They say that laughter is universal. That laughter exists innately in every race and in every culture. Physically tickle a baby anywhere in the world and that baby laughs, even before that baby has learned to speak. Other primate species laugh when physically tickled.
But that’s the primate response to physical tickling, to play, which builds social bonds. Homo sapiens has the unique ability to laugh at thoughts, words, and scenes. Where does that come from? And is it as universal as the laughter from physical tickling, from play?
That thought, word, or scene that we laugh at we call humor in the English language. There are many theories about how we developed this ability. My theory is that it developed as a means of deriving the same social bonding without having to engage in the play. Kind of a shorthand for tickling and play.
And it seems that humor is present everywhere in the world and in every culture, but that it is not nearly universal. Humor has a high degree of cultural dependency as well as language dependency, and is used for different purposes in different cultures. So the joke that I make here in North America would probably not do well in another culture.

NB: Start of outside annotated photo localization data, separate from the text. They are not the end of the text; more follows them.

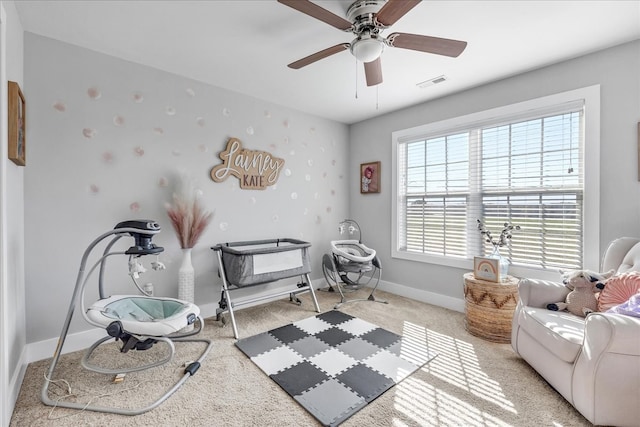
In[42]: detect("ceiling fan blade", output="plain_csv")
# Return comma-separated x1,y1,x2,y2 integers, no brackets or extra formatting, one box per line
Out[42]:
364,58,383,86
288,43,350,69
278,0,352,31
387,32,467,57
375,0,421,26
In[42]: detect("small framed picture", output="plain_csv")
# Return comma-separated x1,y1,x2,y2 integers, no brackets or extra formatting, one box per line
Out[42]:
8,81,26,166
474,256,501,282
360,161,380,194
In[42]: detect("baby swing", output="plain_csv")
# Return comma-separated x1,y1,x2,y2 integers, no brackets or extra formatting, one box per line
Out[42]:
322,219,388,309
41,220,213,415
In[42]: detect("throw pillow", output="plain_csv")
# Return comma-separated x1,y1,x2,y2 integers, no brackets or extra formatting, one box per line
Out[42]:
598,271,640,312
606,293,640,318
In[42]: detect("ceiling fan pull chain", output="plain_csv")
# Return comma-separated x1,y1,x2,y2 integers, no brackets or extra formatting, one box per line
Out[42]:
355,57,359,99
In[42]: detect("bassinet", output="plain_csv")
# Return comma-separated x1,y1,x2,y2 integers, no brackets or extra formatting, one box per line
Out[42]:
211,238,320,338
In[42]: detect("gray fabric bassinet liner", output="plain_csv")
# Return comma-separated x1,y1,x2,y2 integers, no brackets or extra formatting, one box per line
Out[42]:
214,238,311,287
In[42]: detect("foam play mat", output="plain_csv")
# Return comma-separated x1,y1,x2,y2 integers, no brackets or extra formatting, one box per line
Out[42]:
235,310,437,426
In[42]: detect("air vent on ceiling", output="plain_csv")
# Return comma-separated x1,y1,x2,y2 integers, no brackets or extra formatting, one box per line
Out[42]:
416,75,447,89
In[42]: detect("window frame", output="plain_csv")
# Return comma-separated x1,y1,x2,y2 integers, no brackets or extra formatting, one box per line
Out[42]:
391,86,601,280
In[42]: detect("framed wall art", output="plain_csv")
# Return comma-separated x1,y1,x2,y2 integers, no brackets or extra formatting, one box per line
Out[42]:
8,81,26,166
360,161,380,194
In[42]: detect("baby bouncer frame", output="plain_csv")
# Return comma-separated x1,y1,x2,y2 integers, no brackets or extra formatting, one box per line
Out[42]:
322,219,388,309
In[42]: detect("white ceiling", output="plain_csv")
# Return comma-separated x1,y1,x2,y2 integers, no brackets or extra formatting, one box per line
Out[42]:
14,0,640,124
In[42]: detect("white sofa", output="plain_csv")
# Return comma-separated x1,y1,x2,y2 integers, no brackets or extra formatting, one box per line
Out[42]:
511,237,640,426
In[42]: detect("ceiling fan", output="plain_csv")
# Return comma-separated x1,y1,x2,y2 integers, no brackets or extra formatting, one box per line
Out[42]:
278,0,467,87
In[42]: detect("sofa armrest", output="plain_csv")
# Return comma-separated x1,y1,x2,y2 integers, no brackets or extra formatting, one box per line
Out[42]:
582,312,640,356
572,313,640,426
517,277,570,308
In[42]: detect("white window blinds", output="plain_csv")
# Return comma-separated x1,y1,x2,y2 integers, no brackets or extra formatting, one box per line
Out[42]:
397,106,584,270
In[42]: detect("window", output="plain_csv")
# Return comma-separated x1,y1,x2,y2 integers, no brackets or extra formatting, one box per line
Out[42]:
392,86,600,275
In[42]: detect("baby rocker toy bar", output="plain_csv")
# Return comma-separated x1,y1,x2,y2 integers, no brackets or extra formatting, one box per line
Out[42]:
41,220,213,415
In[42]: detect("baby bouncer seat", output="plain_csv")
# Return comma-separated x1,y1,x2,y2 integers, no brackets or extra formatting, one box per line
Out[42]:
322,219,388,309
41,220,213,415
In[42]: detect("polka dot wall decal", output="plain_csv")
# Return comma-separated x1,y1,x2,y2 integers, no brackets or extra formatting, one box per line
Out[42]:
219,222,229,231
132,92,144,103
307,159,314,167
291,192,298,200
320,147,326,153
196,117,205,127
134,146,145,157
153,127,164,135
283,137,289,144
198,144,208,153
186,88,195,97
87,87,101,100
283,120,290,128
166,106,176,116
172,150,181,156
158,177,168,187
303,208,309,215
332,159,337,166
326,206,332,213
290,150,295,156
314,192,320,199
310,127,316,132
264,110,271,118
250,197,256,205
113,115,125,126
323,172,328,178
284,169,292,177
89,184,100,194
305,174,311,181
246,126,254,135
130,202,141,213
315,215,322,225
222,108,231,117
272,214,279,222
82,128,97,139
53,101,66,112
269,144,277,150
102,151,114,163
331,189,336,196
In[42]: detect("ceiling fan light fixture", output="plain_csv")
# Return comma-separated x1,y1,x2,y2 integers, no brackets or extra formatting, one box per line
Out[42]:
350,34,384,63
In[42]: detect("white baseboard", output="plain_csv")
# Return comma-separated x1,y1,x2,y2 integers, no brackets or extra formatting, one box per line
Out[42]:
25,280,463,364
375,279,465,313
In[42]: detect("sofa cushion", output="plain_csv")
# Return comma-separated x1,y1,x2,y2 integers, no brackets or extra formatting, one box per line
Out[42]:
518,307,585,363
598,271,640,312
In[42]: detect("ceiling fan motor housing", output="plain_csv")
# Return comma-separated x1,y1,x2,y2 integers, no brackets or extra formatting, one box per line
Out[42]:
347,0,387,62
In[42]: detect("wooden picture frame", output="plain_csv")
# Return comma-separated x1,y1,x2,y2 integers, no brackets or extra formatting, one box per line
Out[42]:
473,256,501,282
8,81,25,166
360,161,380,194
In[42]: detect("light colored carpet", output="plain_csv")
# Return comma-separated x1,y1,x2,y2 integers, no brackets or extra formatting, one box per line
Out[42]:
11,288,591,426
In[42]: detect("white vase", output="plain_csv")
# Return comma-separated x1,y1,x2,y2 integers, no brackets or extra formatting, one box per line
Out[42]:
490,246,510,281
178,248,195,303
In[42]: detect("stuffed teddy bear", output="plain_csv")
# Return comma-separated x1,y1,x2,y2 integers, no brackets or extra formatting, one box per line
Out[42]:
547,269,613,317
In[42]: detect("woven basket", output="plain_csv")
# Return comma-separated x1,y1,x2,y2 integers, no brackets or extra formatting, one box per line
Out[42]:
463,273,519,343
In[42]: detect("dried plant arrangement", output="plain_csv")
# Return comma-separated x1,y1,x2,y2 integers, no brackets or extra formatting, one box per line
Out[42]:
166,176,213,249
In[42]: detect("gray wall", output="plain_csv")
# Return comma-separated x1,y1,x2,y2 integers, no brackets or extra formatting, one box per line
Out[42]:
1,1,26,424
349,40,640,302
24,33,350,344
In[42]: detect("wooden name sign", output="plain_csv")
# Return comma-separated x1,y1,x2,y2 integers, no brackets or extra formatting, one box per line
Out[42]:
210,138,285,190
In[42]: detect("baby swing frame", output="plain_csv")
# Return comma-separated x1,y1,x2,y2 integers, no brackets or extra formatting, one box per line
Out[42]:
41,220,213,415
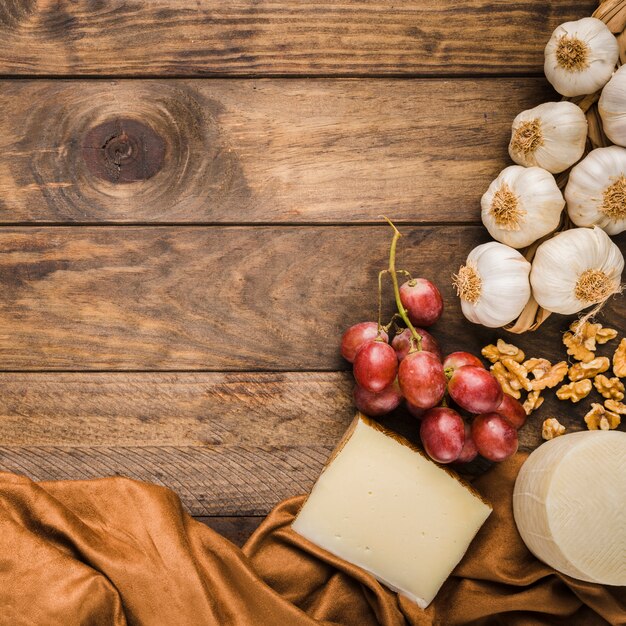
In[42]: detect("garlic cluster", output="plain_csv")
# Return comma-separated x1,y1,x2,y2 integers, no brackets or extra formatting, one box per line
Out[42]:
481,166,564,248
599,65,626,147
544,17,619,97
530,227,624,315
566,146,626,235
509,102,588,173
454,242,531,328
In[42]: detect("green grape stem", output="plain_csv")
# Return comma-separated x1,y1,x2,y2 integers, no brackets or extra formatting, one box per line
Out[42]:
382,216,422,352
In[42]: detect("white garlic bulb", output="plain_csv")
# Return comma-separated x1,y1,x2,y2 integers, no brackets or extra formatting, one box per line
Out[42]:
481,166,565,248
454,242,531,328
530,227,624,315
509,102,588,173
565,146,626,235
599,65,626,147
544,17,619,97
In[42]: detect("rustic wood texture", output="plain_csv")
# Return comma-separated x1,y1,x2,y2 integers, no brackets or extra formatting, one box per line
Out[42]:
0,0,595,76
0,372,354,515
0,367,621,516
198,517,263,547
0,226,622,371
0,0,622,532
0,79,555,224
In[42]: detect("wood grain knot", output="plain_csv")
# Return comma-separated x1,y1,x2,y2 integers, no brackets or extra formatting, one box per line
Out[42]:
82,119,165,183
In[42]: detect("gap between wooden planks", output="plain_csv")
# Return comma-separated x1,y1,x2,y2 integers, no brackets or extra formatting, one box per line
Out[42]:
0,225,622,370
0,0,595,76
0,368,619,519
0,78,556,223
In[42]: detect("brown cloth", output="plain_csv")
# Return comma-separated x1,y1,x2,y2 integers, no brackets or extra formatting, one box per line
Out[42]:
0,454,624,626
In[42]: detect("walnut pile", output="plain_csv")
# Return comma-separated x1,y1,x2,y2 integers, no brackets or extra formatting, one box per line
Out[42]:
482,341,566,413
482,319,624,440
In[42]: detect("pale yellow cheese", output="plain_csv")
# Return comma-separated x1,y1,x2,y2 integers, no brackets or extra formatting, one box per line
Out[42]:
291,415,492,608
513,430,626,585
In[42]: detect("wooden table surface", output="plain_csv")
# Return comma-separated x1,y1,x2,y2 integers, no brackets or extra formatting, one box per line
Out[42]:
0,0,624,546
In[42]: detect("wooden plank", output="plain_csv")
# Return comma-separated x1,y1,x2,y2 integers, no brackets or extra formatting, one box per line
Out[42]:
0,371,354,515
0,370,622,516
0,78,555,223
0,0,595,76
196,517,263,547
0,226,622,370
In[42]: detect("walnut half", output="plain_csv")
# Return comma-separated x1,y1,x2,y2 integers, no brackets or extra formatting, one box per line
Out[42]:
584,403,621,431
482,339,525,364
523,390,544,415
593,374,625,401
556,379,592,403
614,338,626,378
568,357,610,382
542,418,566,440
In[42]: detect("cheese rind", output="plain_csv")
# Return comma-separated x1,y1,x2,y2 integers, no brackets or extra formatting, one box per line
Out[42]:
513,430,626,585
292,415,492,608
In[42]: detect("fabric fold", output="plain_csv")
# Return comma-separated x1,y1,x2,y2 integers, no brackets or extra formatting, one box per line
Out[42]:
0,453,623,625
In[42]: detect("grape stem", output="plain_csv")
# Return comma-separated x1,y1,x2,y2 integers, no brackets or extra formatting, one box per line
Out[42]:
382,216,422,352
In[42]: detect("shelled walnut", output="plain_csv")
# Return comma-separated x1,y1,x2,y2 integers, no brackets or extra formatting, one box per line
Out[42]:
556,379,592,403
562,321,618,363
614,338,626,378
542,418,566,440
490,361,521,399
523,390,544,415
568,357,610,382
482,339,525,364
529,361,568,391
501,358,532,392
605,399,626,415
593,375,625,401
584,403,621,431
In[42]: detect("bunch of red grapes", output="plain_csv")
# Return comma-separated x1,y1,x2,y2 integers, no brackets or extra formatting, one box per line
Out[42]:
341,276,526,465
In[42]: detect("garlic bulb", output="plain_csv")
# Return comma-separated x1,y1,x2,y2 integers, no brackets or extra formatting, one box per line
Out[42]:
544,17,619,97
599,65,626,147
453,242,531,328
530,227,624,315
481,166,564,248
509,102,588,173
565,146,626,235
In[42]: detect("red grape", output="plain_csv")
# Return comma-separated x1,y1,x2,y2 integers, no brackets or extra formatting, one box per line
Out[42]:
471,413,518,461
456,422,478,463
392,327,442,362
353,341,398,393
341,322,388,363
399,278,444,327
420,407,465,463
406,401,426,419
442,351,484,374
495,394,527,430
398,351,446,409
353,381,402,417
447,365,503,414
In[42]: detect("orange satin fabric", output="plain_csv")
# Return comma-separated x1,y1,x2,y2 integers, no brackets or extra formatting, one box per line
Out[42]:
0,454,623,626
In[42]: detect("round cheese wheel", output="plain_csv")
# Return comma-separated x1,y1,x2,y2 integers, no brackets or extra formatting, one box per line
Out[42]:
513,430,625,585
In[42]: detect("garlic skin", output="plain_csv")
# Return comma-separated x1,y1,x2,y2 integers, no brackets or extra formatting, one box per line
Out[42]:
530,227,624,315
565,146,626,235
509,102,588,173
599,65,626,147
481,166,564,248
544,18,619,97
454,242,531,328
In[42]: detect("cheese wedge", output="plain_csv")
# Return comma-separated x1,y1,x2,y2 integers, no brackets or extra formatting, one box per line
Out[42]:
292,414,492,608
513,430,626,585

My friends and I did share a good belly laugh the other day. However, the cause was a rather crude reference about an American politician’s reaction to those seeking his favor. The favor seeking was expressed euphemistically as a sexual act, the reaction as him thinking a part of his anatomy tasted good. I’ll leave it at that and hope no one is offended.
It went over well here because we all knew the politician, the euphemism, and because here in the U.S. our humor tends to be more sexually explicit and also more deprecatory. If I told that same joke to my German colleagues I don’t think it would have met with the same response. There are some cultures where telling the same joke might have gotten me locked up.
So, as we share what last made us belly laugh, we should also remember that what’s funny to us may, at best, be unintelligible to another reader in another culture, and at worst, might even be offensive. “Come on, it’s just a joke” might not be enough.